De meeste diabetespatiënten moeten meerdere keren per dag insuline spuiten om hun bloedsuiker op peil te houden. Maar ze kunnen ook kiezen voor een insulinepomp die dat  werk overneemt. Een uitkomst voor patiënten met een actief leven, zegt diabetesverpleegkundige Igna Becks.

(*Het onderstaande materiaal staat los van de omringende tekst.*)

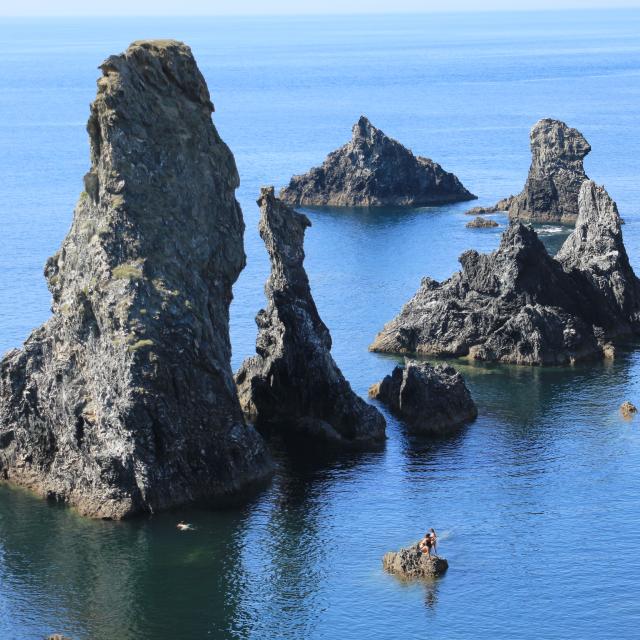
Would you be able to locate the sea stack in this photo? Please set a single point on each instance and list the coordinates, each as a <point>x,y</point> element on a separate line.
<point>430,399</point>
<point>293,384</point>
<point>123,401</point>
<point>374,170</point>
<point>555,176</point>
<point>519,305</point>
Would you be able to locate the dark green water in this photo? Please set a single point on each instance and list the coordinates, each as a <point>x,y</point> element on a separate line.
<point>537,503</point>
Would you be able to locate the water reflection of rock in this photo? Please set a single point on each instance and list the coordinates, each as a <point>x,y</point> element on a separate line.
<point>105,580</point>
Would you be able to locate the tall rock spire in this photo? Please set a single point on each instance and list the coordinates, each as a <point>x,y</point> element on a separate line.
<point>124,401</point>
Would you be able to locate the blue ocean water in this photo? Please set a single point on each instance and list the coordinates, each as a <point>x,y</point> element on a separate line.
<point>537,502</point>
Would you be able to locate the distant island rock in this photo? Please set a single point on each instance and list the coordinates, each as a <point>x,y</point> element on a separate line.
<point>481,223</point>
<point>293,384</point>
<point>411,563</point>
<point>555,176</point>
<point>123,401</point>
<point>519,305</point>
<point>374,170</point>
<point>429,399</point>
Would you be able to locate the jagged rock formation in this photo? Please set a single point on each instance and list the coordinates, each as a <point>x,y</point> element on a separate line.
<point>520,305</point>
<point>429,399</point>
<point>293,384</point>
<point>555,176</point>
<point>628,410</point>
<point>124,402</point>
<point>411,563</point>
<point>481,223</point>
<point>374,170</point>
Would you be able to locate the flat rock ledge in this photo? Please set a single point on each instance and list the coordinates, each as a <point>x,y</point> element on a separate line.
<point>481,223</point>
<point>292,384</point>
<point>519,305</point>
<point>374,170</point>
<point>429,399</point>
<point>410,563</point>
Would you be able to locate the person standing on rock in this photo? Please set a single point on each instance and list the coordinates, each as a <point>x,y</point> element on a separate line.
<point>428,542</point>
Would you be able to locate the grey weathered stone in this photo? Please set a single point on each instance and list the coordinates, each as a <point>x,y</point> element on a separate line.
<point>123,401</point>
<point>374,170</point>
<point>481,223</point>
<point>411,563</point>
<point>521,306</point>
<point>429,399</point>
<point>293,383</point>
<point>555,176</point>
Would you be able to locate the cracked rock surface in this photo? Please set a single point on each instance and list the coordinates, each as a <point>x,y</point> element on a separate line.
<point>123,401</point>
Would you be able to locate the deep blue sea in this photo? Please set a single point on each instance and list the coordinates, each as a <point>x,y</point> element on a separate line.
<point>537,502</point>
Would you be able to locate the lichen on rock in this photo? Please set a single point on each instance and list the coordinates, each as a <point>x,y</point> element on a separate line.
<point>374,170</point>
<point>293,385</point>
<point>123,401</point>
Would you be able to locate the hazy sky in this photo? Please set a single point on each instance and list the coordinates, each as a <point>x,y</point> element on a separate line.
<point>274,7</point>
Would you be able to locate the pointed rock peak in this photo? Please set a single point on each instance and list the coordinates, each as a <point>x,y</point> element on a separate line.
<point>557,140</point>
<point>137,399</point>
<point>293,384</point>
<point>374,170</point>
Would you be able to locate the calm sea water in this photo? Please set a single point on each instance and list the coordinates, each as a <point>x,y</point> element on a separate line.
<point>537,502</point>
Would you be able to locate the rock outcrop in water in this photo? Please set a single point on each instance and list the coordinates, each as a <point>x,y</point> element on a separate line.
<point>293,383</point>
<point>519,305</point>
<point>481,223</point>
<point>429,399</point>
<point>411,563</point>
<point>124,401</point>
<point>555,176</point>
<point>374,170</point>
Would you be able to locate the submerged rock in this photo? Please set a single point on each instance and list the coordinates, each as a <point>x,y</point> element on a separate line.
<point>411,563</point>
<point>481,223</point>
<point>519,305</point>
<point>374,170</point>
<point>628,409</point>
<point>430,399</point>
<point>293,383</point>
<point>501,206</point>
<point>555,176</point>
<point>123,401</point>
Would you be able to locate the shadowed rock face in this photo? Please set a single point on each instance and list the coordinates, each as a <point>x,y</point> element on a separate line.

Een insulinepomp is een klein kastje dat de patiënt 24 uur per dag bij zich draagt. “Dat kan in je broekzak, in je bh of in een speciaal zakje,” vertelt Igna. De pomp heeft een reservoir  voor insuline, dat elke drie dagen verwisseld moet worden. Via een slangetje is de pomp verbonden aan de infusieset, die de meeste diabetespatiënten op hun buik hebben. “De pomp wordt digitaal geprogrammeerd, op zo’n manier dat hij iedere paar minuten een beetje insuline afgeeft. Hoeveel en hoe vaak precies kan per persoon worden afgestemd.”

Maatwerk

Het gebruik van de insulinepomp heeft veel voordelen boven het zelf insuline spuiten, vindt Igna. “Allereerst hoef je dan niet meer zelf met spuiten aan de slag. Maar je krijgt ook meer maatwerk. Als je bijvoorbeeld gaat sporten of als je ziek bent, heb je meer of minder insuline nodig. Dat kun je met die pomp snel aanpassen. En patiënten met een insulinepomp voelen zich vaak beter, omdat ze heel gelijkmatig steeds een beetje insuline krijgen.”

Actief leven

De pomp is niet voor iedereen een goede oplossing, legt Igna uit. “Hij is vooral geschikt voor patiënten met diabetes type 1. Dat zijn vaak de jongere mensen met een actief leven. Om de pomp goed te kunnen bedienen, moet je het systeem wel snappen. Elke patiënt gaat een heel traject door, met een workshop over koolhydraten en een uitgebreide online cursus over het gebruik en de uitleesprogramma’s. En de patiënt wordt zeker in het begin intensief begeleid met regelmatige controles in het ziekenhuis. Maar als de pomp eenmaal werkt, kun je er veel mee doen.”